書き手:音訳グループぴっち代表 内山 孝 さん

『ぴっちの活動紹介』

「ぴっち」は、視覚障害者の方をサポートする「音訳ボランティアグループ」です。

「音訳(音声訳)」とは、文字情報を音声情報にすることを言います。視覚障害者の方が点字によって文字情報を入手することは古くからありますが、最近は点字よりも音訳を利用される方が増えています。中途失明で点字の取得が困難であるという理由に加えて、カセットテープの普及に始まり最近ではCDの利用が増え、中でも1枚のCDに10時間以上の録音が可能なデイジーCDが普及することにより、利用者の方はこれらの特別な器具を使って音訳を聞いて下さいます。

私たちが音訳しているものは、公共機関が発行している広報や新聞、利用者さんから依頼の書籍、雑誌、実用書(例えば料理のレシピなど)多岐にわたっています。また、ぴっち会員がそれぞれ短い読み物を持ち寄って1枚のCDにしたものを「ぴっちホーム通信」として、毎月お届けしています。これには利用者さんからいただいたお手紙も載せます。
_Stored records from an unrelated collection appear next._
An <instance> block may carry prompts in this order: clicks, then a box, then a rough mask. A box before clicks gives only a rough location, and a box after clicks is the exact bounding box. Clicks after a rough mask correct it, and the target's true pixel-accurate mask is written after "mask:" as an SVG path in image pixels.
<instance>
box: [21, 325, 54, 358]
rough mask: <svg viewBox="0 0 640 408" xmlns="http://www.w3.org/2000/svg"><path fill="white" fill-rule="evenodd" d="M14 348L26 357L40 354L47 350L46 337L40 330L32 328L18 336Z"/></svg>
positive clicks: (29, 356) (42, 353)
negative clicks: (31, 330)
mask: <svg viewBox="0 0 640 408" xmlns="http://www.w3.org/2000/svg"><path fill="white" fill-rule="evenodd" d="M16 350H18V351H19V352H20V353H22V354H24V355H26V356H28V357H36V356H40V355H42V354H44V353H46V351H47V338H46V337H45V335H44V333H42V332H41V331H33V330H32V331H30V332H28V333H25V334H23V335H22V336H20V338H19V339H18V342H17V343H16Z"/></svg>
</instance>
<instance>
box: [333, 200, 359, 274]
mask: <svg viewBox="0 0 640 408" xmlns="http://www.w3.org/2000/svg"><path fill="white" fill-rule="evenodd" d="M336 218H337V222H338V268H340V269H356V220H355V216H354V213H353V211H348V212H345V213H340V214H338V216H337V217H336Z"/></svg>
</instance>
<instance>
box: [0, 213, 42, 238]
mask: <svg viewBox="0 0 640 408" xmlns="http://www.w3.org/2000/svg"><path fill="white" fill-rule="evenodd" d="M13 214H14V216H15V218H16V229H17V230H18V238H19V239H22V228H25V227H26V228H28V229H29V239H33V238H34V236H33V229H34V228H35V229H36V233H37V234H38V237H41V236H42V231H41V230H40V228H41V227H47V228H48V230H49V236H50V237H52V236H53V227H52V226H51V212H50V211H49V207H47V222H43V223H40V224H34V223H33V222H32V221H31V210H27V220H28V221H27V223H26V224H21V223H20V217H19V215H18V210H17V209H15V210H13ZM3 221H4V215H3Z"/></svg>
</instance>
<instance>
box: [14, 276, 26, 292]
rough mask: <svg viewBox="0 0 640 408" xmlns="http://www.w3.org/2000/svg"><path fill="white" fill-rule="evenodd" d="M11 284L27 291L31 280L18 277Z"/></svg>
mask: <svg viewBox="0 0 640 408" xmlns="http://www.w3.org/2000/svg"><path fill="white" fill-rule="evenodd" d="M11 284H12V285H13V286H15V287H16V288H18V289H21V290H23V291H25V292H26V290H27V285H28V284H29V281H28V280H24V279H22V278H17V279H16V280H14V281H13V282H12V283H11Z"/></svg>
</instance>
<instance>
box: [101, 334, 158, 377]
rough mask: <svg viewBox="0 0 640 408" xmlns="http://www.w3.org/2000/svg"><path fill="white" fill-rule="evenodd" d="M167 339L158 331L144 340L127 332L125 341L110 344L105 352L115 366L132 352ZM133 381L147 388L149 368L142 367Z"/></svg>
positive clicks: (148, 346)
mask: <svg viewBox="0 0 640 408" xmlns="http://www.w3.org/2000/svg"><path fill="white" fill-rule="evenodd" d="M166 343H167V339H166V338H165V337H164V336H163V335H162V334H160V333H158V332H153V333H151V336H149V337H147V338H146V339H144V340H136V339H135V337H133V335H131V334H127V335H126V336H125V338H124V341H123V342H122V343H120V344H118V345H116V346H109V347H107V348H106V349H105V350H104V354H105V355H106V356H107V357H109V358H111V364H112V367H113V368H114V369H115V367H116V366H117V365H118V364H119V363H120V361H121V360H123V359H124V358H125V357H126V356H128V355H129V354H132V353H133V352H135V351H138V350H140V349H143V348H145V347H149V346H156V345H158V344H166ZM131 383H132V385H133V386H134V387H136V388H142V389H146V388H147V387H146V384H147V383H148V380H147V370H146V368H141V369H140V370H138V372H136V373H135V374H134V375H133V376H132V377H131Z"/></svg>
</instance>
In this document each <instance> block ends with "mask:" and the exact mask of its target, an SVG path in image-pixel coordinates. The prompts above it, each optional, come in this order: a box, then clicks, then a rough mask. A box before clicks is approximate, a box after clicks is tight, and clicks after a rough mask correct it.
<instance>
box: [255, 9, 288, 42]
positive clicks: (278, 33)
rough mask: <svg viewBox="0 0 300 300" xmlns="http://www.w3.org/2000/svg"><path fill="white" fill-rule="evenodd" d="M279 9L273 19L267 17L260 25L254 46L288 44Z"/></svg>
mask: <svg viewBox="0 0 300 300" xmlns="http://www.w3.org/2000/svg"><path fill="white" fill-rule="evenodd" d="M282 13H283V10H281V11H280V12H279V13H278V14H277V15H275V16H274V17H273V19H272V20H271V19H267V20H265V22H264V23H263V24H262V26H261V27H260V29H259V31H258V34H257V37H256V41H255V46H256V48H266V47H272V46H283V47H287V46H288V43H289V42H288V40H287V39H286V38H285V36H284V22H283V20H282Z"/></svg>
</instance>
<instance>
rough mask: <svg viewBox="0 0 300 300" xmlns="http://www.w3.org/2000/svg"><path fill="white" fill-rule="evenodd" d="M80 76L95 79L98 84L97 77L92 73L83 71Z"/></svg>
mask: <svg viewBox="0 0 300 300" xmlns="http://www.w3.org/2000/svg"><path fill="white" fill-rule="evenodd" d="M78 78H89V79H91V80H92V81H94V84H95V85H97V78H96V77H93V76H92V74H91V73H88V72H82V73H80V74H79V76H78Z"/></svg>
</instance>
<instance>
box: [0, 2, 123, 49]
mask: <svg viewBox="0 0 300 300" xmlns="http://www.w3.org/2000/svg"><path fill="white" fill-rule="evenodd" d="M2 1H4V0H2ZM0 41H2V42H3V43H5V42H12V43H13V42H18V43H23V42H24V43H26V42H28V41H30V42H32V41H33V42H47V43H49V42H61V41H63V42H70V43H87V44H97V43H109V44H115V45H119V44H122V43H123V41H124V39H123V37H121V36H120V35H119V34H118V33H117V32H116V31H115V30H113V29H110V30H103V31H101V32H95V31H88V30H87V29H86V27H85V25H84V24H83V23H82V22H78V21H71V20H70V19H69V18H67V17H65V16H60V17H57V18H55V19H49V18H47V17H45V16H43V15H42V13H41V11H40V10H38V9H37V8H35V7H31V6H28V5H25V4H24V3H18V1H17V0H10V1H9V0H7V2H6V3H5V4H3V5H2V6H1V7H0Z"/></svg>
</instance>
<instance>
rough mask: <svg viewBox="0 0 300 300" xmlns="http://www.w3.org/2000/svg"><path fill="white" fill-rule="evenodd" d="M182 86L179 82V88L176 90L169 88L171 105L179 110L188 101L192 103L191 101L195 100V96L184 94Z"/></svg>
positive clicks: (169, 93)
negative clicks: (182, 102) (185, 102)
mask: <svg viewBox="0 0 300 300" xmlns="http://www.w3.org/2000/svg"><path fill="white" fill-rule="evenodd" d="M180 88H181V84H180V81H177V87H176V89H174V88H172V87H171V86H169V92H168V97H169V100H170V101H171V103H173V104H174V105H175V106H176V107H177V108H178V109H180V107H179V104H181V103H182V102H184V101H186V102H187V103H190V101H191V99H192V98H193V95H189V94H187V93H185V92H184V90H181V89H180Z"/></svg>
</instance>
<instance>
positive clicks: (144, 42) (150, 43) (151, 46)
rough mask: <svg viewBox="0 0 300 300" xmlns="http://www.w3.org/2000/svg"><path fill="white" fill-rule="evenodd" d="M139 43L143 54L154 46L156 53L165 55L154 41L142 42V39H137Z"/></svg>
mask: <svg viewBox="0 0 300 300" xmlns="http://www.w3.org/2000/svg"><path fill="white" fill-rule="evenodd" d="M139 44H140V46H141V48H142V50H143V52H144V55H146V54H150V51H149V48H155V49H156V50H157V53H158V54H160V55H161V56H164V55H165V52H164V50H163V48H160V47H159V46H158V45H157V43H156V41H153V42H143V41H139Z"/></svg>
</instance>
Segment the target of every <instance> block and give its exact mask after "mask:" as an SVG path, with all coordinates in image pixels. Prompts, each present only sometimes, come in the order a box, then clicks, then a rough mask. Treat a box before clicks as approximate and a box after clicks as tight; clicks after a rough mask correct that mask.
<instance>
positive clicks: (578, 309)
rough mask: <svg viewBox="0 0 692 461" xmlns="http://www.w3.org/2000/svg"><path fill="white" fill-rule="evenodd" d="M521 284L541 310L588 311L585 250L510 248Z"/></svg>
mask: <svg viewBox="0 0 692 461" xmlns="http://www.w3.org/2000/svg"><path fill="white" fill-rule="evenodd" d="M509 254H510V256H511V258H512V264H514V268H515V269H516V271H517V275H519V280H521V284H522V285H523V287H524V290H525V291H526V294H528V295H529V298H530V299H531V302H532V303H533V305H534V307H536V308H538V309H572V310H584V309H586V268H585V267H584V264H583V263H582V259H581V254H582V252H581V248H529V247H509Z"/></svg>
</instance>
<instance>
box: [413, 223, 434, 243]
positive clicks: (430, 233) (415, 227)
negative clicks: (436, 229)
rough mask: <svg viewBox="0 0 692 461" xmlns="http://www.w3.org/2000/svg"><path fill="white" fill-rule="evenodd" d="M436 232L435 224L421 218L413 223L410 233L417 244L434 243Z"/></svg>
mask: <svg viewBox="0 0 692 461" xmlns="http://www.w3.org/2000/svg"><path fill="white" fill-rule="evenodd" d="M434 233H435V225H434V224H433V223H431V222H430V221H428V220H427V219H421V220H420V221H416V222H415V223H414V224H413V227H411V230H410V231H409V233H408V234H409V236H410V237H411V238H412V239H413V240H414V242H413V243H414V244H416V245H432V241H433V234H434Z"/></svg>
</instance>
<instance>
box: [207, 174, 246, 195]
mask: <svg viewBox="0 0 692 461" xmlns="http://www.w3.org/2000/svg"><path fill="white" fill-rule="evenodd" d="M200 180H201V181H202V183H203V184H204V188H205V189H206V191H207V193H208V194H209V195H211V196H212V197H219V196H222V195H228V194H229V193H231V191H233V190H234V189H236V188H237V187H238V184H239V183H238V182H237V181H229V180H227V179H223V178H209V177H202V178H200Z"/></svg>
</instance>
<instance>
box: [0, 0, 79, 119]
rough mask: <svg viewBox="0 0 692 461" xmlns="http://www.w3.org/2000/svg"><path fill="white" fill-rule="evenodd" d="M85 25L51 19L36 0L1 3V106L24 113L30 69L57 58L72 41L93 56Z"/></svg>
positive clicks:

音訳の基本は、第一に正確に読むこと、分り易く読むことです。そのために、文字の読み、言葉や文の読み、発音やアクセントなどを常に勉強します。先輩から後輩へ、学ぶことは受け継がれます。時には外部から講師を招いての勉強会もあります。現在利用者さんは約50人。この方たちと折に触れ交流があり、音訳についての貴重な助言を頂いています。

「ぴっち」の会員は男性4人を交えて35人。和気あいあいのグループです。平成9年に結成されて、今年で活動歴20年になります。3月には利用者さんと20周年記念の懇親会を催しました。今後もさらに長く活動することを誓ったグループです。